第8話 「忠告、そして寝顔」
この世界にも、もちろん女性は存在する。今回召喚された四千人も、その約五分の一は女性だった。
しかし、こと冒険者となると話は別だ。今回召喚された女性が八百人だと仮定しても、冒険者になった女性は五十人もいない。それは冒険者がダンジョンに潜り、今まで妄想やゲーム、物語の中にしかいなかったモンスターと命の駆け引きをする危険な職業ということもあるが、ここウェイクブルクに安全な職業が充実しているということに他ならない。例えば道具屋や武器屋、薬屋や食堂など、戦わなくても生活に困らないほどのお金を稼げる職業がいくらでもある。なのでバカな妄想を持つものや相当な事情がないものは冒険者になぞならず、男に比べて利口な女性は基本的にそういうところで生計を立てている。

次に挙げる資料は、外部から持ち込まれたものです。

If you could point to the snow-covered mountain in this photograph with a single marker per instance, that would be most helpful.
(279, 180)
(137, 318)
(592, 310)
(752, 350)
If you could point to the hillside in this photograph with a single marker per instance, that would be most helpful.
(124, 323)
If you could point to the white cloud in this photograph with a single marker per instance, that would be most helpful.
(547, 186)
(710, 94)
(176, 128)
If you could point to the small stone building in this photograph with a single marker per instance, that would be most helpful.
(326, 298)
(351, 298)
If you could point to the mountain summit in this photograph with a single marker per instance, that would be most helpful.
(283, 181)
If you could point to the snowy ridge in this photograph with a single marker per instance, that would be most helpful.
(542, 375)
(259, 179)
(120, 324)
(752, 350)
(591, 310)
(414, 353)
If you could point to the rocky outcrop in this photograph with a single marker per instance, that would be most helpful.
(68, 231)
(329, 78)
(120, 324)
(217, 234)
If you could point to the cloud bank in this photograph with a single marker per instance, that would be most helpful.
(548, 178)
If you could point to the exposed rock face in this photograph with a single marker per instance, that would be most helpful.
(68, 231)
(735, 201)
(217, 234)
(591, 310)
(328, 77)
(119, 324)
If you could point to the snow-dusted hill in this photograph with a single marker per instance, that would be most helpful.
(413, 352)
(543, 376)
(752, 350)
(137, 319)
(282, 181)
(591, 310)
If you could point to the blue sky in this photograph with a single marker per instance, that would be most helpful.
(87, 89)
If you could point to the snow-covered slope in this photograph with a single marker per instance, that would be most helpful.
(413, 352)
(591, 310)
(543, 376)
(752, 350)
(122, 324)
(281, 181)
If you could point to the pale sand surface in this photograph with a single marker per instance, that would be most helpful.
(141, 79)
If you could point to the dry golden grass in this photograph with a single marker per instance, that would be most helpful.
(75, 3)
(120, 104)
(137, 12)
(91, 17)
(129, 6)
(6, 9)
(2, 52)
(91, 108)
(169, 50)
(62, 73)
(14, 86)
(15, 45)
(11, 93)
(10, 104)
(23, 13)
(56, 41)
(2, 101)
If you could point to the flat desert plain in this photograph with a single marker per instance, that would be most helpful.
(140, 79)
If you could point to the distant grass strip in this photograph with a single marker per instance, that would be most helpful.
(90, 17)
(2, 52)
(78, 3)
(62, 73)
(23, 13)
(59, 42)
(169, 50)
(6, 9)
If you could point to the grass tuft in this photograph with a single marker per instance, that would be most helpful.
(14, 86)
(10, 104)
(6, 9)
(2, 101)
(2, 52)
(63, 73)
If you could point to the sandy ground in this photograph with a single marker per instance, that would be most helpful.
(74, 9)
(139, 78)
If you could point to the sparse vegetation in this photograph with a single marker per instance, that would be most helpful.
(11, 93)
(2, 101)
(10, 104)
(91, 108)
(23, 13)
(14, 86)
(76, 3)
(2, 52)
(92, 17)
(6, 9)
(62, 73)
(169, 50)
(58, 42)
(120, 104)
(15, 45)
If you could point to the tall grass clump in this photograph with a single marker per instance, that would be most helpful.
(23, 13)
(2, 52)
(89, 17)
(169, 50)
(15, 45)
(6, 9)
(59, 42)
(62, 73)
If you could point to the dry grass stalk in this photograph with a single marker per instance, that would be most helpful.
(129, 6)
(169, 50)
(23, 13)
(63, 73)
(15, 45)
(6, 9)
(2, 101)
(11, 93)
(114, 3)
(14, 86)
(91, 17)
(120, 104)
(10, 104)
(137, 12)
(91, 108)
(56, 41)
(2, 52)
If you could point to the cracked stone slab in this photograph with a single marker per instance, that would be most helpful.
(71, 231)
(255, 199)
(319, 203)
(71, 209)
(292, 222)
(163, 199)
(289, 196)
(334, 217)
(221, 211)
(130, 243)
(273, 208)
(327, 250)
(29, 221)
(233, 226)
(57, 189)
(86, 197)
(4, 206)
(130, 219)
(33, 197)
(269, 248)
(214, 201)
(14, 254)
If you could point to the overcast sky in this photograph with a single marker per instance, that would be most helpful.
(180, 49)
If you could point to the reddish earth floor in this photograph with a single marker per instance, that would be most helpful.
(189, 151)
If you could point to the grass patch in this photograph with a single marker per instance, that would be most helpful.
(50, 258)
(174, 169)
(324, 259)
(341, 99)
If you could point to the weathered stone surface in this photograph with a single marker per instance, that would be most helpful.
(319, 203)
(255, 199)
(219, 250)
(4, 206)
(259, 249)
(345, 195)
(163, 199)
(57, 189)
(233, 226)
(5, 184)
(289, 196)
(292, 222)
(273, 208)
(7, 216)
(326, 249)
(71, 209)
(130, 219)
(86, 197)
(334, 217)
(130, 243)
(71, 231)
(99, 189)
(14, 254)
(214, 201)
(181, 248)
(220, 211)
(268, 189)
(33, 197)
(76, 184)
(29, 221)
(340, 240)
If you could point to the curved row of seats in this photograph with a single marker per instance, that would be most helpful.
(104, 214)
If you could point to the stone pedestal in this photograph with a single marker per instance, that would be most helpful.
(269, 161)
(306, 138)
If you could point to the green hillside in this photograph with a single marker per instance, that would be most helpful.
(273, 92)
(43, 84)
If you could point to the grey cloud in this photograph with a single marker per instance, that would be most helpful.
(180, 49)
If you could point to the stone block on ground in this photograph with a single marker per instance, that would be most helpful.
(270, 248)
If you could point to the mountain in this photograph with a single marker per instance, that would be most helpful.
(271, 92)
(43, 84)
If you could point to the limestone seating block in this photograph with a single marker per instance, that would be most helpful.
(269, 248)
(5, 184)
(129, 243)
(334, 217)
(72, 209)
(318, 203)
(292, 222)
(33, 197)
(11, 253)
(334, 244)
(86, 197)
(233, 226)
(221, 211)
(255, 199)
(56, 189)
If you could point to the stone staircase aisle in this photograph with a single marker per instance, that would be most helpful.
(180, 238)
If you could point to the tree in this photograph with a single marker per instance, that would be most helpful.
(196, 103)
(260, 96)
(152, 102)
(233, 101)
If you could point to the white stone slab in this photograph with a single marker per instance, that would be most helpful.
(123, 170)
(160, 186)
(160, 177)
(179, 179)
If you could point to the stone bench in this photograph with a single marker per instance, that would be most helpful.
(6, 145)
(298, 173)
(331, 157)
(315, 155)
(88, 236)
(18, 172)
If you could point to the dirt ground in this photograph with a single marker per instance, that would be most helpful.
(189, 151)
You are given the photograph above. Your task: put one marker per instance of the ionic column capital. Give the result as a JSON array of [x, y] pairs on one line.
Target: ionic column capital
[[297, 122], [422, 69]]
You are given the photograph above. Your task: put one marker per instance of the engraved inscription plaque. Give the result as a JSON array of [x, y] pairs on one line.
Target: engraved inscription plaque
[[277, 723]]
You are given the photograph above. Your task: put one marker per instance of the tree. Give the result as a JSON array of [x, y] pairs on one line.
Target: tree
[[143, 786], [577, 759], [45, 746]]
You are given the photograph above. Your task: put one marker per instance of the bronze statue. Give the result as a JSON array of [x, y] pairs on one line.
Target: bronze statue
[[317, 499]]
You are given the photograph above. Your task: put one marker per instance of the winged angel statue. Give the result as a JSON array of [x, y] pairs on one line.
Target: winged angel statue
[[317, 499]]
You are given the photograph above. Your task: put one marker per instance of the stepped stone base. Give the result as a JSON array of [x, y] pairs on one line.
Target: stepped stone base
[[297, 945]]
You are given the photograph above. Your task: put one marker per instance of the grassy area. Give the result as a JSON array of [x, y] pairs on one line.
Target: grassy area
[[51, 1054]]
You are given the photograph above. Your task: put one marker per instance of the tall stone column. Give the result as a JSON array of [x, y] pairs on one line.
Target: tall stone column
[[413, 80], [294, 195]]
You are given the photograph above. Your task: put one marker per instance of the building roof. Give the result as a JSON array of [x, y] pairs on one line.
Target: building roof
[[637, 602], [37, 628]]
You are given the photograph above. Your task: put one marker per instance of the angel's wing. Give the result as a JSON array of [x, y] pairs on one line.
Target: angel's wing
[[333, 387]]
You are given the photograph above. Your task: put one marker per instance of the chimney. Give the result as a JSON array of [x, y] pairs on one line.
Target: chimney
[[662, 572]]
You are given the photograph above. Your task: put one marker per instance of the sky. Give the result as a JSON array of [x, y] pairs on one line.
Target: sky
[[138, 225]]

つまり、女性冒険者という肩書はそうそうにお目にかかることがないのだが、さらに驚くべきことは、目の前の女性冒険者がソロだということである。
ソロで活動する冒険者はパーティー内で問題を起こして仲間から見捨てられた奴か、俺みたいに変わり者の二通りしかない。その理由は、生存率。どんなに強い冒険者でも、一つの些細なミスで死んでしまう。これはゲームではない。地道にレベルを上げて身体能力を強化することもできなければ、死んで教会から復活することもできない。
死んだらそこで全て終わりなのだ。
だからこそ、細心の注意を払い、できる対策は全てする。その中には、仲間とパーティーを組んでお互いの弱点や欠点をカバーし合うというのも含まれる。
つまりは、パーティーを組んでいる冒険者から見れば、ソロなどただ死ぬためだけにダンジョンに潜っている奴ということだ。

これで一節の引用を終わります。